Women Heroes Gather At Book Party for Mariane Pearl
This article is from the archive of The New York Sun before the launch of its new website in 2022. The Sun has neither altered nor updated such articles but will seek to correct any errors, mis-categorizations or other problems introduced during transfer.

At a party Thursday at World Bar in Midtown, the editor in chief of Glamour magazine, Cynthia Leive, toasted Paris-based writer Mariane Pearl on her new book, “In Search of Hope: The Global Diaries of Mariane Pearl.”
In 2006, Ms. Pearl journeyed more than 100,000 miles to meet with 12 women who work as change agents in Cambodia, Liberia, Colombia, and elsewhere. Five of the book’s subjects attended the party: a woman who rescues sex slaves in Cambodia, Somaly Mam; a Mexican journalist who exposed a pedophile ring, Lydia Cacho; a woman who runs an anti-violence group in Colombia, Mayerly Sanchez; a medical doctor working in an AIDS-ravaged community in Uganda, Julian Atim, and a Bronx-born physician who heads the Mount Sinai Adolescent Health Center here in New York, Angela Diaz.
“We traveled together, and the traditional boundaries between journalist and subject were not there,” Ms. Pearl, who is the widow of slain Wall Street Journal reporter Daniel Pearl, told The New York Sun.
In the forward, actress Angelina Jolie writes that the book’s message “seems to be that heroes are everywhere, and we should look to them and listen.” Ms. Jolie, who was not at the party, played the role of Ms. Pearl in the film version of “A Mighty Heart,” Ms. Pearl’s 2004 memoir about her husband.

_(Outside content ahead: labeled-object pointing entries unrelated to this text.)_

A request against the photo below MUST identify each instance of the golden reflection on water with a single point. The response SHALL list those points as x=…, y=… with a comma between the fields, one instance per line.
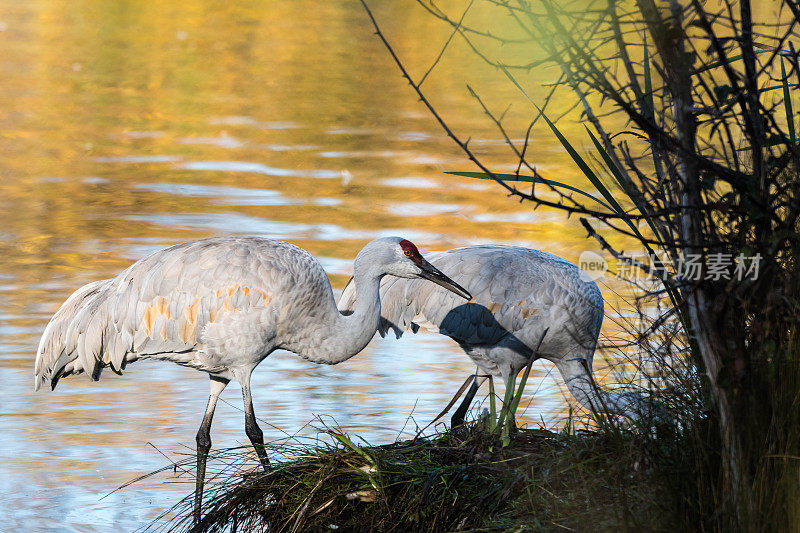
x=128, y=126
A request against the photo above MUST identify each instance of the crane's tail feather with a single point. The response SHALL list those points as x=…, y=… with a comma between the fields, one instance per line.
x=72, y=342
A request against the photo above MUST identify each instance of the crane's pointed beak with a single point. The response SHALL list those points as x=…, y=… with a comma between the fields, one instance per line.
x=431, y=273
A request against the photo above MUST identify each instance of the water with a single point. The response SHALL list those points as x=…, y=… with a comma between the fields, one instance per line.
x=129, y=126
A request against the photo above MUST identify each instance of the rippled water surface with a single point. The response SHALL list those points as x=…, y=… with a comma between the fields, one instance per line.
x=128, y=126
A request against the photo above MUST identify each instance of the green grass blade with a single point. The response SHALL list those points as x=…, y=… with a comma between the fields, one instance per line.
x=529, y=179
x=506, y=402
x=492, y=407
x=623, y=183
x=341, y=437
x=787, y=104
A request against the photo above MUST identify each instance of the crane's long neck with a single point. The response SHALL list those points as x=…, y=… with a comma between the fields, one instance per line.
x=338, y=337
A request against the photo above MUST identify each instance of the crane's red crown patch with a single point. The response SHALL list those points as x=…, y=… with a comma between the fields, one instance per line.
x=410, y=250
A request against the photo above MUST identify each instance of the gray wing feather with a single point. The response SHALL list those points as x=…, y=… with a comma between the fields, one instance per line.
x=160, y=305
x=517, y=292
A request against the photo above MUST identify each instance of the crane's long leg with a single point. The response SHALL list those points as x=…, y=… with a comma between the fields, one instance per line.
x=458, y=417
x=254, y=432
x=204, y=441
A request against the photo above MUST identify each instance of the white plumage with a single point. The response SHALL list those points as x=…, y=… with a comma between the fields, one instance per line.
x=222, y=305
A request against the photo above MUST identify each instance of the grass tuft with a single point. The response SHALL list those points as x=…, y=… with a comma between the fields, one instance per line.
x=454, y=481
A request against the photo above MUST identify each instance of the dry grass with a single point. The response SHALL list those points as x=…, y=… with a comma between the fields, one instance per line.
x=456, y=481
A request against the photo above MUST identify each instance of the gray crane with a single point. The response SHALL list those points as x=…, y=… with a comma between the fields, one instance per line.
x=222, y=305
x=518, y=294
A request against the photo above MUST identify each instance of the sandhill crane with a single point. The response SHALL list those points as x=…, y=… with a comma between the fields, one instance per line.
x=518, y=295
x=222, y=305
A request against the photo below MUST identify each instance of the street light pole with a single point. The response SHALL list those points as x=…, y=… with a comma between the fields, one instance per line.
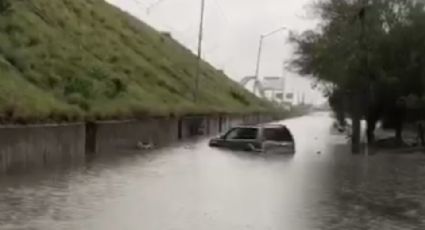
x=199, y=58
x=259, y=55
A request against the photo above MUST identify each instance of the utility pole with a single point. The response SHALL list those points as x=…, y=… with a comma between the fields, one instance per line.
x=260, y=51
x=359, y=90
x=198, y=72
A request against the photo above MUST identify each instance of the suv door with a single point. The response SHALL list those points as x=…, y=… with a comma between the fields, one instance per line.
x=242, y=139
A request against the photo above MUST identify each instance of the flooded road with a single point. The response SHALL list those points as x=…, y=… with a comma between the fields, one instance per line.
x=194, y=187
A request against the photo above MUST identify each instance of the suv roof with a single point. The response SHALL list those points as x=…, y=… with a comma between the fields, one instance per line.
x=262, y=126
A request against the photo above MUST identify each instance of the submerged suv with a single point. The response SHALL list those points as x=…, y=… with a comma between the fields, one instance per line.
x=262, y=138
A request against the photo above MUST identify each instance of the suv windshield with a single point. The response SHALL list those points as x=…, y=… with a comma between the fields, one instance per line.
x=242, y=134
x=277, y=134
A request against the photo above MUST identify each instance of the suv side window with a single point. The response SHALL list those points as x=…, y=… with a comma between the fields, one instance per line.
x=277, y=134
x=242, y=134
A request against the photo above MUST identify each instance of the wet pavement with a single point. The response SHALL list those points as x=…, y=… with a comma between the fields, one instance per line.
x=192, y=186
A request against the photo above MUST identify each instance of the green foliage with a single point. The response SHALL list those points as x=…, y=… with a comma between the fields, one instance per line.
x=373, y=48
x=81, y=59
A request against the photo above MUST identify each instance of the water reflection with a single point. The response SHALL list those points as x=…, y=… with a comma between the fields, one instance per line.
x=191, y=186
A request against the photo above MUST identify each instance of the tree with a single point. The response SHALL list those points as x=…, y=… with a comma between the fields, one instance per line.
x=362, y=49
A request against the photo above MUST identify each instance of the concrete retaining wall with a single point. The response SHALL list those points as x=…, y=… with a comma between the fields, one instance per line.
x=38, y=146
x=112, y=137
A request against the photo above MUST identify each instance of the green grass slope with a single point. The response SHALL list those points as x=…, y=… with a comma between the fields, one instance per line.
x=85, y=59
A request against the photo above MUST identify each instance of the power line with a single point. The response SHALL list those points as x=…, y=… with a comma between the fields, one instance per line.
x=221, y=11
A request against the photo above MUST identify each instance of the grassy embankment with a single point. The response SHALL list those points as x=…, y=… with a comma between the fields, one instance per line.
x=67, y=60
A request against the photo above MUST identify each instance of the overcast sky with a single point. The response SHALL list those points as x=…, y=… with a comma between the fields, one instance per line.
x=232, y=31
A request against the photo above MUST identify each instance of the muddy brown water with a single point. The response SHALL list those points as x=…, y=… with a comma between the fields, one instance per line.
x=192, y=186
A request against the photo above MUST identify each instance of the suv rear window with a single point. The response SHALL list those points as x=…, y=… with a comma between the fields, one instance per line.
x=277, y=134
x=242, y=134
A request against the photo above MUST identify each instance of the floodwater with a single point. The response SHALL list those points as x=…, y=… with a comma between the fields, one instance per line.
x=194, y=187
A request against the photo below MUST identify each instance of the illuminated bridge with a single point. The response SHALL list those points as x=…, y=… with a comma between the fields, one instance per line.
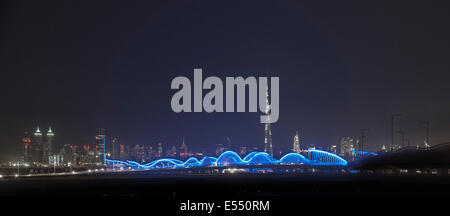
x=253, y=162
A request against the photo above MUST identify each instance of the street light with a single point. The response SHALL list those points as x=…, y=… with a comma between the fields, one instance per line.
x=393, y=130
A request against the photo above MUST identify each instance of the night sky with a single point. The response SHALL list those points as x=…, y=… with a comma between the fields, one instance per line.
x=343, y=66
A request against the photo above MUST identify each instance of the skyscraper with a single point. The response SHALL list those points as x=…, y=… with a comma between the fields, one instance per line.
x=100, y=153
x=115, y=148
x=27, y=148
x=267, y=131
x=183, y=149
x=296, y=145
x=47, y=149
x=37, y=143
x=347, y=146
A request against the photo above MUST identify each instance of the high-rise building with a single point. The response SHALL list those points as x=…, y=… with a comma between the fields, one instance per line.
x=37, y=143
x=183, y=150
x=296, y=145
x=47, y=148
x=101, y=148
x=347, y=146
x=160, y=153
x=27, y=148
x=115, y=148
x=267, y=130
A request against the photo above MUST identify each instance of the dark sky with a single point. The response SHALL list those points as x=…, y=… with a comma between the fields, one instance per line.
x=343, y=66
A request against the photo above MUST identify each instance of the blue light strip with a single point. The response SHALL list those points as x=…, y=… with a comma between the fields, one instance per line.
x=230, y=158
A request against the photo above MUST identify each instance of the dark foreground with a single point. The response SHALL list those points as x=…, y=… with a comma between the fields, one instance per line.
x=285, y=192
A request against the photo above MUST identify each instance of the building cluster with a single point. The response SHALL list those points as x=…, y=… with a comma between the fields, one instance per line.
x=39, y=149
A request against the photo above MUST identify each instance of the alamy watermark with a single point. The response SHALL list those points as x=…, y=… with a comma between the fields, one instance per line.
x=213, y=101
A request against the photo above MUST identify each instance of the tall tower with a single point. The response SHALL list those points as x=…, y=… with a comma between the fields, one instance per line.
x=267, y=131
x=27, y=148
x=100, y=153
x=48, y=146
x=37, y=143
x=183, y=149
x=115, y=148
x=296, y=146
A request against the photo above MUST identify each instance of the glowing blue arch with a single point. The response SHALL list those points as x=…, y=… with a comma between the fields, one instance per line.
x=230, y=158
x=261, y=158
x=294, y=158
x=319, y=157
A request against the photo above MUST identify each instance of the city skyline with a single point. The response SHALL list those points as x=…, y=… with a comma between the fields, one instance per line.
x=78, y=73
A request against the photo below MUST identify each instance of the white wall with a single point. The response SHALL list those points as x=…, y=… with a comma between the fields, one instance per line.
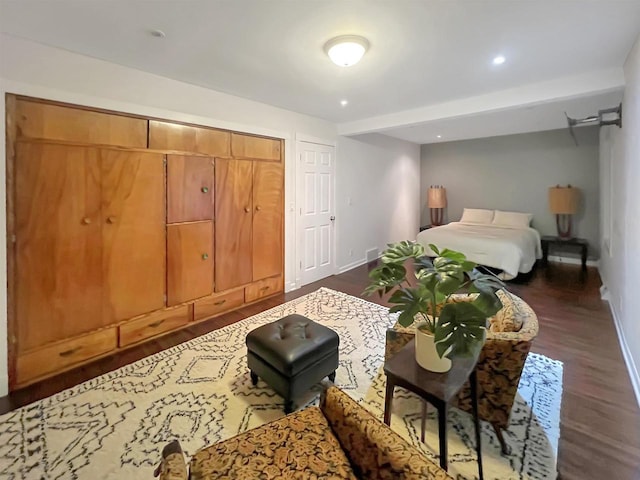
x=378, y=191
x=620, y=232
x=32, y=69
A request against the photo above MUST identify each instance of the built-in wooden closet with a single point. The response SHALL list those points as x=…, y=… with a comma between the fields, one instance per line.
x=123, y=228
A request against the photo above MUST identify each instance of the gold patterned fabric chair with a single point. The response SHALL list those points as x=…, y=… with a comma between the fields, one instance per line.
x=509, y=337
x=339, y=440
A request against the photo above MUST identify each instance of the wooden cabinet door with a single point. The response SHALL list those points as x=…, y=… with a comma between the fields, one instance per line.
x=233, y=223
x=56, y=122
x=248, y=146
x=189, y=261
x=189, y=188
x=188, y=138
x=133, y=224
x=58, y=242
x=268, y=213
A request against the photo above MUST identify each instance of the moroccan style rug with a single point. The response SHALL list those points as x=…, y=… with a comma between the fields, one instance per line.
x=114, y=426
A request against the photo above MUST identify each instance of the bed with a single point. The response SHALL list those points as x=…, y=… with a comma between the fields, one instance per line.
x=513, y=247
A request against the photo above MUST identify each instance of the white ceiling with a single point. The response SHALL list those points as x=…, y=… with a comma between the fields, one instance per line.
x=428, y=71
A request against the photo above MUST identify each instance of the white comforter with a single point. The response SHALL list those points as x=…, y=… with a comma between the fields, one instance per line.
x=512, y=250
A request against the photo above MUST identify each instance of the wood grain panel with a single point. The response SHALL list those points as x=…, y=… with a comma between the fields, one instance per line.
x=263, y=288
x=187, y=138
x=55, y=122
x=233, y=223
x=11, y=131
x=133, y=223
x=189, y=261
x=153, y=324
x=268, y=213
x=216, y=304
x=36, y=363
x=190, y=188
x=247, y=146
x=58, y=242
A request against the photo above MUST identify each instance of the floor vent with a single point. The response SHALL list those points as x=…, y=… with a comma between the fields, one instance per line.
x=372, y=255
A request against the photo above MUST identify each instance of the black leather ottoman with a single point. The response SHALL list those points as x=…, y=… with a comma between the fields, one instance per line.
x=291, y=355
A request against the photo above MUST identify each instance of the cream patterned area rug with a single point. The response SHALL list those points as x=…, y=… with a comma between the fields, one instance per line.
x=114, y=426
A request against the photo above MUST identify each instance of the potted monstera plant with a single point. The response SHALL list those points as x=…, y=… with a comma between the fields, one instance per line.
x=423, y=293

The essays in the book, published by power House, first appeared last year in Glamour magazine. Charities featured in the book will receive 100% of proceeds from its sales at the magazine’s Web site, www.glamour.com.
Gabrielle Birkner
Museum Director Is Unscathed After Stint in Wrestling Ring
Miniature tamales and tarts filled with guacamole and shredded beef were some of the thousands of hors d’oeuvres chef Luz Marina Rodriguezof Jackson Heights, Queens, made Friday for El Museo del Barrio’s Dia de Los Muertos party. Ms. Rodriguez turned out the delicious nourishment in front of guests in an improvised kitchen consisting of a microwave and a few round tables.
Her operation seemed calm in comparison to the joyous chaos of the rest of the party which, true to the origins of the holiday, remembered the dead with an altar of marigolds, watermelons, and giant skeletons.
The director of El Museo del Barrio, Julián Zugazagoitia, found himself in the middle of a wrestling ring, as referee of a mock contest between the masked wrestlers, the luchadores.
Later, the ring was filled with dancing guests dressed in their cocktail best, including Mr. Zugazagoitia, who said he’d be happy to return to his ongoing tasks as museum director: overseeing exhibits of Latin American and Caribbean art, and also the construction of a new entrance and lobby.
The museum’s Young International Circle, whose chairwomen are Jana Pasquel, Samantha Thompson, and Mayra Hernández, organized the event at the Angel Orensanz Foundation.